This has been a beautiful trip. My only lament would be that it’s too short and that the first and last drives are both painful. The drive up was about 8 hours of driving, with at least two hours of it sitting in awful, awful rush hour Connecticutian traffic, and the drive home – which we’ll start tonight and probably wrap up tomorrow – will be just generic highway with a deadline at the end. At least the deadline is one of those shows where we just show up and plug in and rock out…. There’s nothing crazy and very little set up. Baltimore Book Festival, here we come!
But the interim has been delicious. We’ve split our time betwixt dear friends (though with our last stay, with Ethan Baird of Pesky J. Nixon in Massachusetts, we only saw him for about 15 minutes at around 1am) and really enjoyed all the shows. We’ve had the full gamut from mostly-folk to mostly-play-whatever-we-want to 2 song open mic introduction to 3 hour balls-to-the-wall rock out bar gig – and all the venues have been wonderful. Even the doesn’t-look-like-much-from-the-outside Athens Pizza was filled with familiar friends and fans and had some of the best pizza I’ve ever had.
Today we’ve spent a couple of hours on the beach on Plum Island, photographing waves and birds and dogs and rocks, dancing with said waves, chasing said birds, greeting said dogs and climbing on said rocks. Sleepy but satisfied, we’ve knocked the sand off our feet and piled back into the Saturn to make our way down to the Lizard Lounge for the big COMPETITION.
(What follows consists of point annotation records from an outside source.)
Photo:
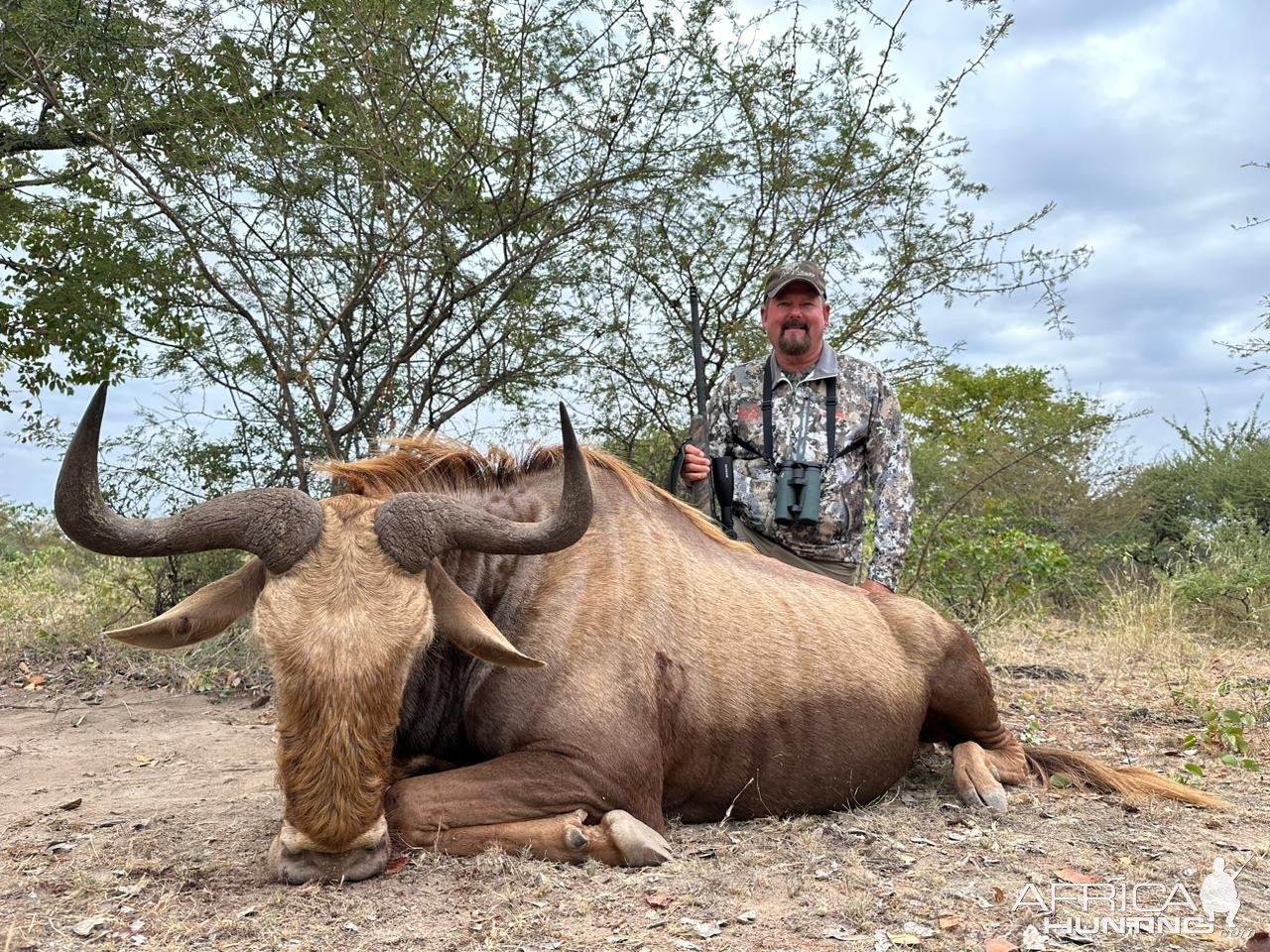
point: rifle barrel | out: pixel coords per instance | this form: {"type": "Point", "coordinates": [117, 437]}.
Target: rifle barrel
{"type": "Point", "coordinates": [698, 356]}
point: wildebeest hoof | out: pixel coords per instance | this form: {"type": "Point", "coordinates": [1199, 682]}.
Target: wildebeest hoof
{"type": "Point", "coordinates": [993, 800]}
{"type": "Point", "coordinates": [638, 842]}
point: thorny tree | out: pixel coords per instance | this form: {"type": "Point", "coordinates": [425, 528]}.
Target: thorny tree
{"type": "Point", "coordinates": [816, 157]}
{"type": "Point", "coordinates": [349, 217]}
{"type": "Point", "coordinates": [365, 216]}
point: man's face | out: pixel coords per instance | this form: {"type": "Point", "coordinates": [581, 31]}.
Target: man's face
{"type": "Point", "coordinates": [795, 320]}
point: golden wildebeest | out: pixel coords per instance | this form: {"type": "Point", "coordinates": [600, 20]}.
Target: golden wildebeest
{"type": "Point", "coordinates": [558, 680]}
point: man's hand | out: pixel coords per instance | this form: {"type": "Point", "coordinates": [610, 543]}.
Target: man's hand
{"type": "Point", "coordinates": [697, 465]}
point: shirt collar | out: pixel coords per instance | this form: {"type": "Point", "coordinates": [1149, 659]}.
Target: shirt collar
{"type": "Point", "coordinates": [826, 366]}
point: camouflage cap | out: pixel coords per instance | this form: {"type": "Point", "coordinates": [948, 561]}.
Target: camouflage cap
{"type": "Point", "coordinates": [786, 275]}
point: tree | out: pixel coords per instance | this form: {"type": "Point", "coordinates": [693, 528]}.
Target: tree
{"type": "Point", "coordinates": [350, 217]}
{"type": "Point", "coordinates": [357, 217]}
{"type": "Point", "coordinates": [817, 157]}
{"type": "Point", "coordinates": [1017, 484]}
{"type": "Point", "coordinates": [1255, 349]}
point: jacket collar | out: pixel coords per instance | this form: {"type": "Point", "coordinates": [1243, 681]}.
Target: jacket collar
{"type": "Point", "coordinates": [826, 367]}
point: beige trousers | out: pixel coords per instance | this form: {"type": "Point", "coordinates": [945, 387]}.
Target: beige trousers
{"type": "Point", "coordinates": [839, 571]}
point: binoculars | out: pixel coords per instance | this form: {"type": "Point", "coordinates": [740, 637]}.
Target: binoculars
{"type": "Point", "coordinates": [798, 494]}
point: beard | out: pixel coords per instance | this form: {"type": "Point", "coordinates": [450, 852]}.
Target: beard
{"type": "Point", "coordinates": [794, 344]}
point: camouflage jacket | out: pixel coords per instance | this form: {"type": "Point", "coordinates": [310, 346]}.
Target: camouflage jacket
{"type": "Point", "coordinates": [870, 448]}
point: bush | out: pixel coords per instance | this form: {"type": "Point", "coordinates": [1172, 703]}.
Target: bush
{"type": "Point", "coordinates": [983, 566]}
{"type": "Point", "coordinates": [1223, 570]}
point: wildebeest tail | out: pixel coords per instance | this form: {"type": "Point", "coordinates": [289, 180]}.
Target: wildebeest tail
{"type": "Point", "coordinates": [1134, 783]}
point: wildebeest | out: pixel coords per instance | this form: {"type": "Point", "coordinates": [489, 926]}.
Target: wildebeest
{"type": "Point", "coordinates": [468, 655]}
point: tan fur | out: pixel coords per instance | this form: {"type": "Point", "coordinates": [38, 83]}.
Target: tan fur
{"type": "Point", "coordinates": [340, 630]}
{"type": "Point", "coordinates": [432, 463]}
{"type": "Point", "coordinates": [1133, 783]}
{"type": "Point", "coordinates": [685, 674]}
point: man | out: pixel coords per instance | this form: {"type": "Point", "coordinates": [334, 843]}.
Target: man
{"type": "Point", "coordinates": [808, 382]}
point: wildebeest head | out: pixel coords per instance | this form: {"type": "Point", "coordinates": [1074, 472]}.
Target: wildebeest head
{"type": "Point", "coordinates": [345, 592]}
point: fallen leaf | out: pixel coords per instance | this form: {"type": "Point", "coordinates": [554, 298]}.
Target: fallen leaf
{"type": "Point", "coordinates": [706, 930]}
{"type": "Point", "coordinates": [1076, 876]}
{"type": "Point", "coordinates": [84, 927]}
{"type": "Point", "coordinates": [922, 932]}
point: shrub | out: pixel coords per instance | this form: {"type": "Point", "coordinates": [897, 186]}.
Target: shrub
{"type": "Point", "coordinates": [1223, 570]}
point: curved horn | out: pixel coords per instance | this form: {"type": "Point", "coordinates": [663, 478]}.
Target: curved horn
{"type": "Point", "coordinates": [413, 527]}
{"type": "Point", "coordinates": [277, 525]}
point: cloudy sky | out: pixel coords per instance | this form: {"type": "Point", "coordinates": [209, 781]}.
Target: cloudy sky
{"type": "Point", "coordinates": [1134, 117]}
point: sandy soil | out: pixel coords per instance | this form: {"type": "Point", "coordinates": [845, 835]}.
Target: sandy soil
{"type": "Point", "coordinates": [139, 817]}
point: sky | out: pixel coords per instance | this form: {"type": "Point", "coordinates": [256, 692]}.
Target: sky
{"type": "Point", "coordinates": [1135, 119]}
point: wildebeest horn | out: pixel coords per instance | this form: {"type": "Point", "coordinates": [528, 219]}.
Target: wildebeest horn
{"type": "Point", "coordinates": [413, 527]}
{"type": "Point", "coordinates": [277, 525]}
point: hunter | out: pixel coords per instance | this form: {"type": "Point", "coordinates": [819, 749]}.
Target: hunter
{"type": "Point", "coordinates": [810, 430]}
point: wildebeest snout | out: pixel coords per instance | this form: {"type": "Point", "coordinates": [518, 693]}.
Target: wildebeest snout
{"type": "Point", "coordinates": [295, 860]}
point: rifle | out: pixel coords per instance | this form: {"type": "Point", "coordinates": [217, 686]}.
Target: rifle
{"type": "Point", "coordinates": [720, 467]}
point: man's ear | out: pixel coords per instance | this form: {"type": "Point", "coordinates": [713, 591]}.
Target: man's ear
{"type": "Point", "coordinates": [207, 612]}
{"type": "Point", "coordinates": [465, 626]}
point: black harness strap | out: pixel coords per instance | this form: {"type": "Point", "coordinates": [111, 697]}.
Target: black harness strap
{"type": "Point", "coordinates": [830, 414]}
{"type": "Point", "coordinates": [767, 413]}
{"type": "Point", "coordinates": [830, 417]}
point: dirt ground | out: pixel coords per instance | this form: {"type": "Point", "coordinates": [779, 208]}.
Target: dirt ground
{"type": "Point", "coordinates": [139, 817]}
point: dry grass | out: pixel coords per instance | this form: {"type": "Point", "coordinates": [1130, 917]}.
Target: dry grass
{"type": "Point", "coordinates": [186, 789]}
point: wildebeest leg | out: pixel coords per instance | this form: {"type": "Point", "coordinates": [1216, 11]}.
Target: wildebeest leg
{"type": "Point", "coordinates": [617, 839]}
{"type": "Point", "coordinates": [962, 712]}
{"type": "Point", "coordinates": [527, 798]}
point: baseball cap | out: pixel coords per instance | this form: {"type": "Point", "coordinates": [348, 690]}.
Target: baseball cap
{"type": "Point", "coordinates": [786, 275]}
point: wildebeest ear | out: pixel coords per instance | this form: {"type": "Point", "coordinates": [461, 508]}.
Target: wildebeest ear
{"type": "Point", "coordinates": [207, 612]}
{"type": "Point", "coordinates": [467, 627]}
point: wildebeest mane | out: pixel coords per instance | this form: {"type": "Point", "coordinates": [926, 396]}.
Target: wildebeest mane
{"type": "Point", "coordinates": [434, 463]}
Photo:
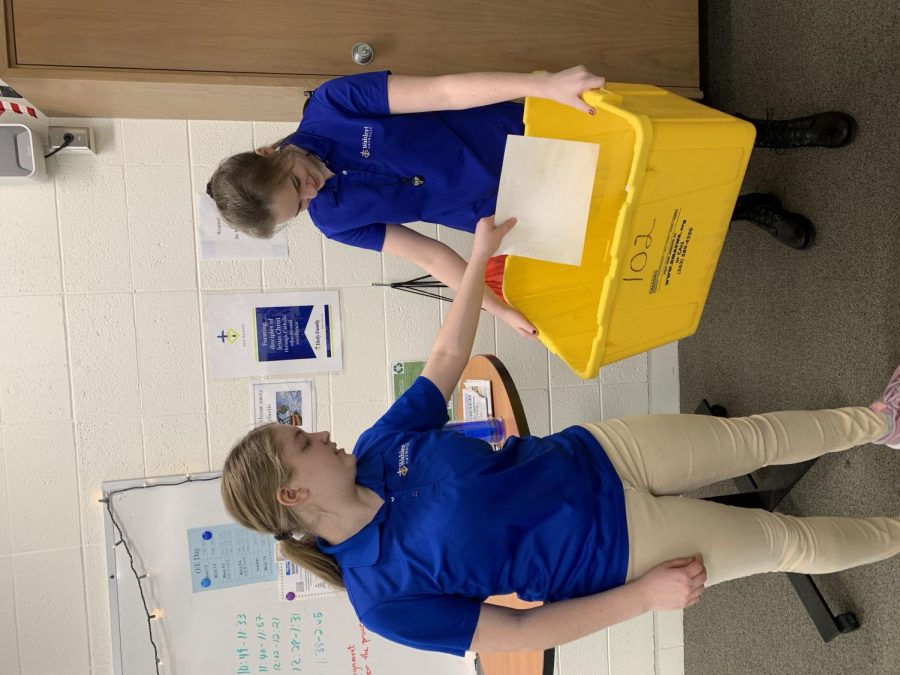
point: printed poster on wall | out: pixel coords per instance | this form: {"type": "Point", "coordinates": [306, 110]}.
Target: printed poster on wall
{"type": "Point", "coordinates": [273, 333]}
{"type": "Point", "coordinates": [220, 241]}
{"type": "Point", "coordinates": [291, 403]}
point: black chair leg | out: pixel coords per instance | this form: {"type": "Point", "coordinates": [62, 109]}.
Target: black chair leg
{"type": "Point", "coordinates": [755, 495]}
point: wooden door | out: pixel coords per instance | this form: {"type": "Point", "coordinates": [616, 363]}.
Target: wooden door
{"type": "Point", "coordinates": [651, 41]}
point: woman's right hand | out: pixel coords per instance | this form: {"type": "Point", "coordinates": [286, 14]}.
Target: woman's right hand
{"type": "Point", "coordinates": [488, 237]}
{"type": "Point", "coordinates": [674, 584]}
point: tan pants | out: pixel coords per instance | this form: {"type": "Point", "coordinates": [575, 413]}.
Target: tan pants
{"type": "Point", "coordinates": [660, 456]}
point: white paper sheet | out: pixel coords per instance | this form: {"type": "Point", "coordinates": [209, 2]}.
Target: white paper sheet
{"type": "Point", "coordinates": [546, 183]}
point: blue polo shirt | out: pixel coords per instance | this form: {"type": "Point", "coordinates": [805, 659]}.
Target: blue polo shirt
{"type": "Point", "coordinates": [439, 167]}
{"type": "Point", "coordinates": [543, 518]}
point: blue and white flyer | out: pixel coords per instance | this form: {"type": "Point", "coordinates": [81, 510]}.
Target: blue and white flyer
{"type": "Point", "coordinates": [273, 333]}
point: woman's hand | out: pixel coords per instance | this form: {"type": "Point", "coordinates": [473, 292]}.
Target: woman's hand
{"type": "Point", "coordinates": [568, 85]}
{"type": "Point", "coordinates": [674, 584]}
{"type": "Point", "coordinates": [514, 319]}
{"type": "Point", "coordinates": [488, 237]}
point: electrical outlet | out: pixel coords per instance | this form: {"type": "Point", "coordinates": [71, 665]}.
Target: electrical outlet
{"type": "Point", "coordinates": [83, 143]}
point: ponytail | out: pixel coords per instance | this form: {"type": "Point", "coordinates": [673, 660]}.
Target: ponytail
{"type": "Point", "coordinates": [252, 474]}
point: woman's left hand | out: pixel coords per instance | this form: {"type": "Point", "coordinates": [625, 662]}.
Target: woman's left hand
{"type": "Point", "coordinates": [488, 237]}
{"type": "Point", "coordinates": [519, 323]}
{"type": "Point", "coordinates": [568, 85]}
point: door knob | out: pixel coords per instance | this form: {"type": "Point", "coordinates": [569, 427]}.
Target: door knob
{"type": "Point", "coordinates": [362, 53]}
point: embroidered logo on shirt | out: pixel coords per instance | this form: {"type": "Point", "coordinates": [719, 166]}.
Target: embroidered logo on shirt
{"type": "Point", "coordinates": [366, 142]}
{"type": "Point", "coordinates": [403, 460]}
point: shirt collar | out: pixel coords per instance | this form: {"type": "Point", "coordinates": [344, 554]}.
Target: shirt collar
{"type": "Point", "coordinates": [364, 547]}
{"type": "Point", "coordinates": [318, 145]}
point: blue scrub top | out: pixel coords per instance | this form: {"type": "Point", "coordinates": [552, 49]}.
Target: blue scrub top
{"type": "Point", "coordinates": [543, 518]}
{"type": "Point", "coordinates": [439, 167]}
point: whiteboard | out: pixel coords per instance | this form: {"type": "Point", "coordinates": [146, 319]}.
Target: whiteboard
{"type": "Point", "coordinates": [229, 630]}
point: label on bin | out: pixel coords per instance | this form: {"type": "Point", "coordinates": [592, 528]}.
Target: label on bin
{"type": "Point", "coordinates": [670, 258]}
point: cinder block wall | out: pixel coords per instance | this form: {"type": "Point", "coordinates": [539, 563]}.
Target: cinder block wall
{"type": "Point", "coordinates": [103, 375]}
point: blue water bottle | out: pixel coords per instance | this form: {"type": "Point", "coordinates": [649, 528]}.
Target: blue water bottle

I can’t really think of it that way though. The 13th Semi-Annual Big Event is the finals tier of Tom Bianchi’s Lizard Lounge Open Mic Shootout competition. We won one of the every-Monday-night competitions and tonight we get to play one song, and another randomly selected competitor gets to play one song – and one of us gets knocked out and one of us gets to advance. I frankly hate things like this when I think about them too much, but if I just relax and think of it as a spectacular lineup that we get to play a song or so at, I can be alright with it. It’s all too easy to overthink it. If we don’t get knocked out in the first tier, all fine and good, but if we do it’s very easy to run the “what-ifs” in your head till your brain explodes. I’ll endeavour to avoid that.
The winner gets $500 and perhaps more importantly, to play 3 or 4 songs over the course of the night in front of one of the most select collections of musicians on the East Coast. Knowing some of the other competitors it’s a total toss up even on our BEST night.
Sunlight is beating down rather unrelentingly and this laptop does nothing to alleviate the heat, so I think I’ll leave you there. Wish us luck!